George Osborne argued that the Spending Review would promote growth and fairness. Further and higher education are key to both of these objectives: educating people to a higher level opens up opportunity and equips our economy with the higher level skills we need to compete in what the Chancellor calls ‘the global race’.
The relative ‘winner’ in today’s settlement was science and research: as our recent IPPR report proposed, the science and research budget remains ring fenced and sustained in cash terms at £4.6 billion, while the science capital budget is maintained in real terms. These are important moves, although it should be noted that accounting for inflation the budget for science will have fallen by 9% in real terms by2015 and is likely to continue to fall until 2017/18.
Osborne proclaimed today that the measures taken in the last spending review had put higher education funding on a sustainable footing. In 2010 the government cut teaching grants to universities and replaced them with higher tuition fees, reducing the teaching grant by 50 per cent between 2012/13 and 2014/15. Of course the government is still borrowing that money and paying it out in fee loans to undergraduates – but this borrowing is ‘off the books’ and does not count towards the deficit.
One consequence of this is that it takes a huge part of government funding for universities ‘off balance sheet’, meaning that when BIS is asked to make further cuts it has relatively limited room for manoeuvre. With the research budget protected that means Vince Cable has been left making cuts to student maintenance grants. These grants are supposed to help students meet the cost of living but they are being cut by £60 million in real terms in 2015/16. Moreover there is an unallocated £45 million cut to the Hefce budget, which is likely to mean cuts in ‘widening participation’ funding that is intended to improve access to those from disadvantaged backgrounds. These decisions will become even harder after the election: IPPR calculates that BIS can expect to see a further cut of 22% to its budget in the next parliament.

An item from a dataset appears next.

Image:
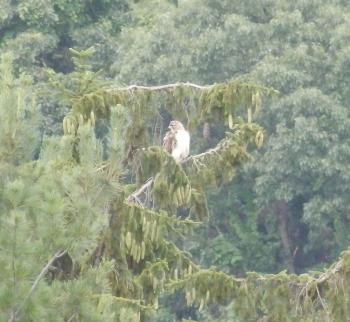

Contrary to what Osborne the student finance system is not actually financially sustainable. The government has consistently over estimated how much money it will get back from graduates once they have started to repay. Rather than the 30% of loans not being repaid the government first calculated, we calculate that as much as 40% of student loans will go unpaid. IPPR estimates that this could produce a £1 billion black hole in the department’s budget over time.
The government is right to abolish the National Scholarship Programme, which is spent on fee waivers and bursaries which have proven ineffective at improving access. £50 million of this £150 million scheme is to be switched to support disadvantaged postgraduate students. This is welcome, but the government should go further and give postgraduates access to the same subsidized loans as undergraduates. The long term cost of this to the taxpayer is very low.
The big loser in today’s announcement is further education, whose funding will be reduced by a further £260 million in 2015/16. Overall further education is taking a bigger cut than higher education, despite its vital role in improving social mobility. Coming after previous cuts to the EMA and the scrapping of the Future Jobs Fund, this government has overseen a massive withdrawal of support for those young people in education and training who do not go to university.